Am 30. Mai 2011 13:41 schrieb Iustin Pop <[email protected]>:
> On Wed, May 25, 2011 at 06:04:05PM +0200, Michael Hanselmann wrote:
>> What I'm worried about here is that for some reason (e.g. a busy
>> queue) the migration jobs aren't run for a while, meanwhile
>> modifications on the cluster take place which change iallocator's
>> decision and may lead to job errors. There are other places with the
>> same situation, but here it can be avoided. With more changes upcoming
>> on instance migration/failover locks will be released as soon as
>> possible. Do you think risking job failures for performance benefits
>> is acceptable?
>
> Hard to say.
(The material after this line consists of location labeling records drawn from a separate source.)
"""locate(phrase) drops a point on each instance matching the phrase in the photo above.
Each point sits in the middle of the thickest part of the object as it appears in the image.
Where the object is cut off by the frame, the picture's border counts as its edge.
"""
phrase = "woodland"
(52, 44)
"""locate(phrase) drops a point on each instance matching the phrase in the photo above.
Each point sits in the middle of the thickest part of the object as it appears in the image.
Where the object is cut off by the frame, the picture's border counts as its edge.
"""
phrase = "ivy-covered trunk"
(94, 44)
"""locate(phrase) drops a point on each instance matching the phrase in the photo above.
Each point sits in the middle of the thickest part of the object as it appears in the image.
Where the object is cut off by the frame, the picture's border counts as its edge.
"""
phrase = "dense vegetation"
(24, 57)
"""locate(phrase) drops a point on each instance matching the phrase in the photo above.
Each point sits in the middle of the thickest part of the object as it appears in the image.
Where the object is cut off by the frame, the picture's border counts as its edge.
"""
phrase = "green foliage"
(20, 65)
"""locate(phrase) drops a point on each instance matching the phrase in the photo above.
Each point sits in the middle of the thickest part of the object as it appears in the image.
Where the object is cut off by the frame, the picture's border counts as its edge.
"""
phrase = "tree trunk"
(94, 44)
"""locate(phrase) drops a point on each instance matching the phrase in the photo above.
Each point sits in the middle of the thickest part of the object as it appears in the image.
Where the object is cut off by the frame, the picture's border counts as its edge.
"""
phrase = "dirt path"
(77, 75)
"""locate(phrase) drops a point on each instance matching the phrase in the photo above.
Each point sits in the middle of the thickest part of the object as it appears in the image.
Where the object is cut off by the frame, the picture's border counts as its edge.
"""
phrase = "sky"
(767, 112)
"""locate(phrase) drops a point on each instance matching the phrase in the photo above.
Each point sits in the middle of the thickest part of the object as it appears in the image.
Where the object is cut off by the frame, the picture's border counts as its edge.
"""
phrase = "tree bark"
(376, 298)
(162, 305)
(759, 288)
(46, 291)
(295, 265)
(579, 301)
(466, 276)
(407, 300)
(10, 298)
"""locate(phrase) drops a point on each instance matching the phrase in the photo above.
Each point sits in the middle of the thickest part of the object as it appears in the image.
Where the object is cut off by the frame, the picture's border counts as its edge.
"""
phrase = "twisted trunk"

I think this is another case where we don't have clear
> semantics for multi-job operations and what their consistency model will
> be.
>
> That said, in this particular case, I believe the above model is bad due
> to the fact that, by requiring N acquires of cluster-wide locks, it is a
> generator of "busy queues" itself, hence we should try to avoid it.
>
> It's fine for now, but I want to have it fixed sometime in the future,
> so please add a TODO.
Interdiff:
--- a/lib/cmdlib.py
+++ b/lib/cmdlib.py
@@ -6689,6 +6689,11 @@ class LUNodeMigrate(LogicalUnit):
for inst in _GetNodePrimaryInstances(self.cfg, self.op.node_name)
]
+ # TODO: Run iallocator in this opcode and pass correct placement options to
+ # OpInstanceMigrate. Since other jobs can modify the cluster between
+ # running the iallocator and the actual migration, a good consistency model
+ # will have to be found.
+
assert (frozenset(self.glm.list_owned(locking.LEVEL_NODE)) ==
frozenset([self.op.node_name]))
Michael